Organic farming & Public health: Source: ‘Not a pile of dung,’The Economist, 18 May 2019.

Supporters of organic crops, grown without recourse to synthetic fertilisers and pesticides ‘argue that the methods used to raise them bring other benefits, too. That is the conclusion of a study by Matthew Jones of Washington State University, in America, which he has just published in the Journal of Applied Ecology.

Contamination of fresh produce with bacteria-laden wild-animal faeces is a problem in many places. For this reason farmers often remove hedgerows, ponds and other habitats to discourage visits by such animals. That is necessarily (indeed, deliberately) detrimental to wildlife, and also requires the application of more pesticides because it reduces the number of insectivorous birds and mammals around. Dr Jones speculated that an alternative way of dealing with animal dung would be to encourage dung beetles to bury it and bacteria to break it down, and that this encouragement might be an automatic consequence of organic farming.

To test this theory he and his team dug pitfall traps, baited with pig faeces to lure dung beetles, in 41 broccoli fields on the west coast of North America, a region that grows well over a third of that continent’s fresh produce. They also collected soil samples from the fields in question. Western North America has been the source of several outbreaks of food poisoning caused by toxin-producing strains of E. coli, a gut bacterium. Research suggests these are linked to contamination by wild-boar faeces (hence the choice of pig dung as the lure). Dr Jones focused on broccoli because it is frequently eaten raw, and is thus likely to carry live pathogens into the human gut.

Of the fields in the study, 15 were farmed conventionally and 26 organically.

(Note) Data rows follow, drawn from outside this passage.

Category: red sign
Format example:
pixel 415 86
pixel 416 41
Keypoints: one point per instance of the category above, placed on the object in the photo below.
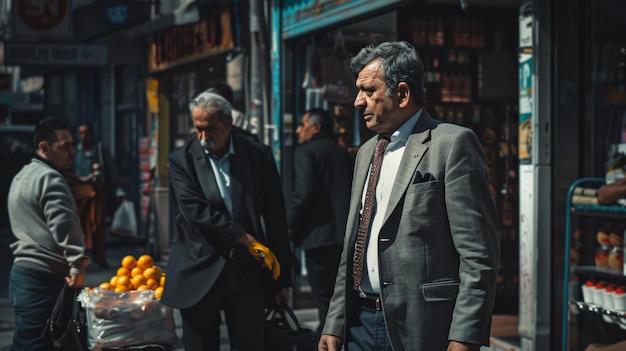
pixel 42 15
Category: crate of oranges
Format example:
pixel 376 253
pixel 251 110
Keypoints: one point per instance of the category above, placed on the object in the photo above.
pixel 125 311
pixel 137 274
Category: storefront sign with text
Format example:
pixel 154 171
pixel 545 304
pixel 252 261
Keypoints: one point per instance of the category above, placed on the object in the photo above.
pixel 178 45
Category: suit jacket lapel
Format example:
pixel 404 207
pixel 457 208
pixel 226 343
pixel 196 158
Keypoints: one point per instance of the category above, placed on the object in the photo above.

Dr Jones and his colleagues found from their traps that organic farms did indeed foster large dung-beetle populations, which removed significantly more pig faeces over the course of a week than did beetles dwelling on conventional farms. They also found, by analysing the soil samples, that organic farms had more diverse populations of faeces-consuming microbes than did conventional farms.

To establish whether high beetle numbers and good microbe diversity really did result in fewer disease-causing bacteria, the researchers followed up their field work with laboratory experiments. In one such they presented three species of dung beetles with pig faeces that had been inoculated with a cocktail of harmful strains of E. coli. One of these species, Aphodius pseudolividus, had no effect on those strains. But the other two, Onthophagus taurus and Onthophagus nuchicornis, reduced pathogenic E. coli numbers by 90% and 50% respectively.

In a second experiment the researchers presented microbes from the various fields with the same faecal mix. This showed that the bacterial floras of organic farms were much more effective at suppressing dangerous strains of E. coli than those of conventional farms. The order of business, then, seems to be that beetles bury the dung and soil bacteria render it harmless. One up to organic farming.